This should help Statoil achieve its goal of a 70% recovery rate from Sverdrup.
Alcatel will install 380 km (236 mi) of fiber-optic seismic cables on the seafloor and more than 6,500 acoustic sensors covering an area of more than 120 sq km (393 sq mi), making this one of the largest fiber-opticseismic systems of its kind anywhere, Statoil claimed.
And for the first time offshore Norway, the seismic spread will be in place to optimize production at start-up. The seismic cables will be installed in 2019.
With PRM, seismic sensors are permanently embedded into the seabed to achieve more frequent and improved seismic images of changes in the reservoir over the course of production.
Sverdrup’s system will employ optical fiber technology that allows for continuous recording of changes in the subsurface.
“We see great potential with PRM on Johan Sverdrup in terms of improved visualization, modelling, and eventually also predictive analytics,” said Eli Eikje, head of Petroleum technology for Johan Sverdrup.
“This should give us improved precision in our well locations, help us better control production and injection, but should also contribute with information about the condition of wells and subsea infrastructure – which is critical for a field with a 50-year lifespan.”
The initiative should also serve as a basis for future recovery initiatives on the field such as infill wells, water and gas injection, and digitalization.
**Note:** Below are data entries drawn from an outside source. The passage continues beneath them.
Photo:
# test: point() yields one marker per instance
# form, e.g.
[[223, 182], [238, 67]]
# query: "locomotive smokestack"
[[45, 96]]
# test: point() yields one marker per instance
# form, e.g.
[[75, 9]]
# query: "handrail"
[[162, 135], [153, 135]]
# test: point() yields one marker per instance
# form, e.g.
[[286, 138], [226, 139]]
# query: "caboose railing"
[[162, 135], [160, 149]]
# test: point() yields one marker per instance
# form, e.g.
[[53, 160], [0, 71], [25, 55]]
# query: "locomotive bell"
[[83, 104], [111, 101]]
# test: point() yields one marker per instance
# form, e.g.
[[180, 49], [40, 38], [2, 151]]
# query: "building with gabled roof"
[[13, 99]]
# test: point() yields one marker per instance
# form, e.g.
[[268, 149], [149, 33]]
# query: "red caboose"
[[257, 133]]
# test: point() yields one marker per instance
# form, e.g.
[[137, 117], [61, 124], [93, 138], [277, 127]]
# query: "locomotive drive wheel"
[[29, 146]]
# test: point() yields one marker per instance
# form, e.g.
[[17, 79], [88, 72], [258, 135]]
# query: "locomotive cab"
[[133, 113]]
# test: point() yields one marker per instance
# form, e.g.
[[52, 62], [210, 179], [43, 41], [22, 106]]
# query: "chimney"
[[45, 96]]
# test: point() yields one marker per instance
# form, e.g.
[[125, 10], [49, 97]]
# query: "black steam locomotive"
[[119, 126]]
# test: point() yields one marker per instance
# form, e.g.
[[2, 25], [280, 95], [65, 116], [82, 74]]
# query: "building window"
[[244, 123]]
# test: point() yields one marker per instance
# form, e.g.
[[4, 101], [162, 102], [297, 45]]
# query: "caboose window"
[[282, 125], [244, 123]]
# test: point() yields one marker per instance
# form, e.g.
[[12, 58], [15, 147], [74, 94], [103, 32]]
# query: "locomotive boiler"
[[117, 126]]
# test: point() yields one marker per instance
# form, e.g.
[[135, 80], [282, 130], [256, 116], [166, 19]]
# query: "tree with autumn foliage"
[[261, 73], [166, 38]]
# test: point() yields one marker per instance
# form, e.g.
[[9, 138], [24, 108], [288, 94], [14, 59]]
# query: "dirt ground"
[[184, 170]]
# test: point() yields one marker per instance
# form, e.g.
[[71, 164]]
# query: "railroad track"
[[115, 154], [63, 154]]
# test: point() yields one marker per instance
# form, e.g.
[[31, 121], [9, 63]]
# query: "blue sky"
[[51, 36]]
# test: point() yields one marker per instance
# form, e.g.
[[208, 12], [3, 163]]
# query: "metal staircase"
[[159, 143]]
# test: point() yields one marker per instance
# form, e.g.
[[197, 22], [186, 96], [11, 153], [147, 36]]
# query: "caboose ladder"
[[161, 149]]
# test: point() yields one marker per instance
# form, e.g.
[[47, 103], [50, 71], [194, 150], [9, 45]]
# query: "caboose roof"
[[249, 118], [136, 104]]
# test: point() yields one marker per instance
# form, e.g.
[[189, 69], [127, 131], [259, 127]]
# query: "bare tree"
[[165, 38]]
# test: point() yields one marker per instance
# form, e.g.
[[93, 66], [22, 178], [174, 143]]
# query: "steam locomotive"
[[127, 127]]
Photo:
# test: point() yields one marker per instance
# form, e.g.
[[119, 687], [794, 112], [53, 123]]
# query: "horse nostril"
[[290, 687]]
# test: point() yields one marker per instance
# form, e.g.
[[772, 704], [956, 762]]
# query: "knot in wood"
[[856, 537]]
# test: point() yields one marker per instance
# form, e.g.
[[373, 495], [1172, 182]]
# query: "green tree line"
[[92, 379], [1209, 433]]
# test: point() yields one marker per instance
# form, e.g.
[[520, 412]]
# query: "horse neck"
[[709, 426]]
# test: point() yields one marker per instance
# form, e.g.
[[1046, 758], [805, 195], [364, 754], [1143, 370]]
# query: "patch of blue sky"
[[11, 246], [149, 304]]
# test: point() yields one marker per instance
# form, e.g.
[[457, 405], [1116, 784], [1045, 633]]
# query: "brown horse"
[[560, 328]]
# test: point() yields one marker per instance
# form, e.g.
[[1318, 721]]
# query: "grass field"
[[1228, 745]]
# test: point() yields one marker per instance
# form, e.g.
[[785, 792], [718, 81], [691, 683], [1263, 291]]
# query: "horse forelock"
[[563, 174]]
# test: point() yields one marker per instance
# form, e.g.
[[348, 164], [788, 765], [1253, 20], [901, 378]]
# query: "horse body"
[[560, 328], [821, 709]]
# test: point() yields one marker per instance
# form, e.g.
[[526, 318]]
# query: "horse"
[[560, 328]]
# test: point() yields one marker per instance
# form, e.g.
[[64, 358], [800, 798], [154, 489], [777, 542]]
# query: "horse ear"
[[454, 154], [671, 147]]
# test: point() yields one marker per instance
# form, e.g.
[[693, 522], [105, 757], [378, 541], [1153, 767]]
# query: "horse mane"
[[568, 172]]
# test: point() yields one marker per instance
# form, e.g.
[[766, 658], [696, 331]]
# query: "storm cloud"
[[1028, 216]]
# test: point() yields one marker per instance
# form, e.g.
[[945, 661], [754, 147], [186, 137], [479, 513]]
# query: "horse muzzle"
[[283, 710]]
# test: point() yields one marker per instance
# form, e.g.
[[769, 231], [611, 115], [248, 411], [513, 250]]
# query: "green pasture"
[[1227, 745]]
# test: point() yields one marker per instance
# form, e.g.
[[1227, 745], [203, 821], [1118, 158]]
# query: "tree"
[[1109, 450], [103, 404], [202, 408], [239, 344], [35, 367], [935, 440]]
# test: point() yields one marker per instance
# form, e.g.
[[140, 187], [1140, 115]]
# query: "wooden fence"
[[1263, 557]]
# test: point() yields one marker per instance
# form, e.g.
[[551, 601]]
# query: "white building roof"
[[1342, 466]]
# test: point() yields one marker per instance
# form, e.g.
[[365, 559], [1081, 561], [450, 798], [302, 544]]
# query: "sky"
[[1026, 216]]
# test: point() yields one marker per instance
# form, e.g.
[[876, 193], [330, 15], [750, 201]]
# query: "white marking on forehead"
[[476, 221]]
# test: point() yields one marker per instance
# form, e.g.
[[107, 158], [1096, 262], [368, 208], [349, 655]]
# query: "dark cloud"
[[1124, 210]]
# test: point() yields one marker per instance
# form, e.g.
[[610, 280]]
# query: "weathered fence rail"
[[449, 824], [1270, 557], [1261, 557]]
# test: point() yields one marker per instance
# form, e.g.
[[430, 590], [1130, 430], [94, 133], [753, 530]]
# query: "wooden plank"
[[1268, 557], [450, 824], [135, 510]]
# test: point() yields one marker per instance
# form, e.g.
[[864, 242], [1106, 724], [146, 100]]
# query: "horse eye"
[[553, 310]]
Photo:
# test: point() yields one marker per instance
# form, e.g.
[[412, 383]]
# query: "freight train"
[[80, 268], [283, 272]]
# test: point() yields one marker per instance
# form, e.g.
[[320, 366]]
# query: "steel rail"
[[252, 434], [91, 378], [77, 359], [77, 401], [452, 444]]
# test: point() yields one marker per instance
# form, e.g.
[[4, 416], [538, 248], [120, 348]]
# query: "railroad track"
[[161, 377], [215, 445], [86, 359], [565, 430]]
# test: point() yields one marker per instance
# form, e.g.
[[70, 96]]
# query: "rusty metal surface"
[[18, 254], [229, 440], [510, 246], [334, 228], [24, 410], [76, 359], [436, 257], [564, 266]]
Statoil has awarded Alcatel Submarine Networks a frame agreement that also includes opportunities for future collaboration on technology development, other solutions to maximize the potential from the PRM system, and an option to extend seismic coverage to include the southernmost part of the Johan Sverdrup field.
PRM was also stipulated by the Norwegian authorities for the Sverdrup plan for development and operation.
Statoil has previous experience with PRM on the Snorre and Grane fields in the North Sea.